With all of the desirable advances in producing the sweet sugar D-fructose, there has been no reduction in caloric value except for the lesser amount of D-fructose required to give the same sweetness as sucrose. Both D-glucose and D-fructose are completely and equally metabolized in humans to produce equivalent caloric energy.
With the health need to take in less calories, some of the normal metabolic sugars should be replaced with other acceptable nonmetabolizable and non-toxic sweeteners. This has been done with the development of synthetic sweeteners such as saccharin and aspartame. However, a much more desirable sweetener is L-fructose which has the same sweetness as natural D-fructose. It has no toxicity and seems not to be metabolized by humans, thus yielding no caloric value. L-Fructose is the mirror image of D-fructose. It has the same taste and most of the other properties of D-fructose but is not a substrate for the metabolic enzymes of the human system.
Examples of sweetened substrates which may be prepared with L-fructose can be found in U.S. Pat. No. 4,262,032 to Levin which is expressly incorporated herein. This patent describes and claims the use of L-fructose and other L-hexose monosaccharides as sweetening agents.
L-Fructose, which has not been found in nature, was synthesized for the first time by Fischer.

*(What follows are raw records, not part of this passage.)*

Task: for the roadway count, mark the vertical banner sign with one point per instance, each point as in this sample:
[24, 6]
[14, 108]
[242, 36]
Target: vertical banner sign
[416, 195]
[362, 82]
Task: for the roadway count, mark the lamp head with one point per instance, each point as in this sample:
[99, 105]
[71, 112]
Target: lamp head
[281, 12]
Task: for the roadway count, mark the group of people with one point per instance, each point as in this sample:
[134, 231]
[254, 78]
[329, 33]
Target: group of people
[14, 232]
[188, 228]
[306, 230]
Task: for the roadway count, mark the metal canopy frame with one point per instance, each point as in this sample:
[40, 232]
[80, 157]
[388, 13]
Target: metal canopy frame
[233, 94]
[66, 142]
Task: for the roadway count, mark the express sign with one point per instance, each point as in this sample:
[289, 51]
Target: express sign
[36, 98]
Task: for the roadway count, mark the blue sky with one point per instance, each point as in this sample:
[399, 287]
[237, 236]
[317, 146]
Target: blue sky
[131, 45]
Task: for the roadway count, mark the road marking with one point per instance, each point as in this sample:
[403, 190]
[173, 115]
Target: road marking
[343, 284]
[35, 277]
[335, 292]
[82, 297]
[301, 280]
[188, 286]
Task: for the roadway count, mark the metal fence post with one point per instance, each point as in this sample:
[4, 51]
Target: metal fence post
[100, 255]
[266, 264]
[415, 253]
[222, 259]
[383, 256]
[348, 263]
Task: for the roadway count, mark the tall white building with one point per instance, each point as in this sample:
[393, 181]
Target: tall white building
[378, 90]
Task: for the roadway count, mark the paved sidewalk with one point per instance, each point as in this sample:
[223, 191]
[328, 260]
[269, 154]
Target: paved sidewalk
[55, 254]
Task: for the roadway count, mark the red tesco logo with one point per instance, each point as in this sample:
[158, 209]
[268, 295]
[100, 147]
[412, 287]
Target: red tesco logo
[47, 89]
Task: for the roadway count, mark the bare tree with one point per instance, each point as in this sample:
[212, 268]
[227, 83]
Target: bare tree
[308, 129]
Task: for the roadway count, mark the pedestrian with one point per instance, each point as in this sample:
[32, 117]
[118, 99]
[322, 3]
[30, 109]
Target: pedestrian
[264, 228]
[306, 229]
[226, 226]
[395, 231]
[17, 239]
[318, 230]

See E. Fischer, Ber., 23 (1890) 370-394. DL-Glucose phenylosazone was prepared from .alpha.-acrose and hydrolyzed to the glycosulose, which was reduced to DL-fructose. L-Fructose was isolated from the mixture. L-Fructose was later synthesized by Wolfrom and Thompson from L-arabinonic acid in five steps. See M. L. Wolfrom and A. Thompson, Methods of Carbohydr. Chem., 1 (1962) 118-120.
Recently, L-fructose was prepared by aldol condensation. See S. Morgenlie, Carbohydr. Res., 107 (1982) 137-141. DL-Glyceraldehyde condensed with 1,3-dihydroxy-2-propanone catalyzed by Dowex 1 (OH.sup.-) resin to give a hexulose mixture. Crystallization of the mixture from methanol yielded 54% of DL-fructose. Treatment of the DL-fructose mixture with baker's yeast gave a product from which 62% of 2,3:4,5-di-O-isopropylidene-.beta.-L-fructopyranose was isolated after acetonation. When L-glyceraldehyde was used as starting material, 2,3:4,5-di-O-isopropylidene-.beta.-L-fructopyranose was isolated in 60-65% yield after acetonation of the hexulose mixture.
L-Fructose has been prepared enzymatically from L-mannose by an isomerase present in cell-free extracts of Aerobacter aerogenes grown on L-mannose to give L-fructose in 28-32% yield. See J. W. Mayo and R. J. Anderson, Carbohydr. Res., 8 (1968) 344-347.
Both chemical and enzymic procedures either are too elaborate or require relatively expensive starting material. To commercialize L-fructose as a sweetener requires a low cost process. A simple method for the synthesis of L-fructose which starts with L-sorbose, a relatively inexpensive industrial chemical would be desirable. The only structural difference between L-sorbose and L-fructose is the reverse configuration of the hydroxyl groups at C-3 and C-4.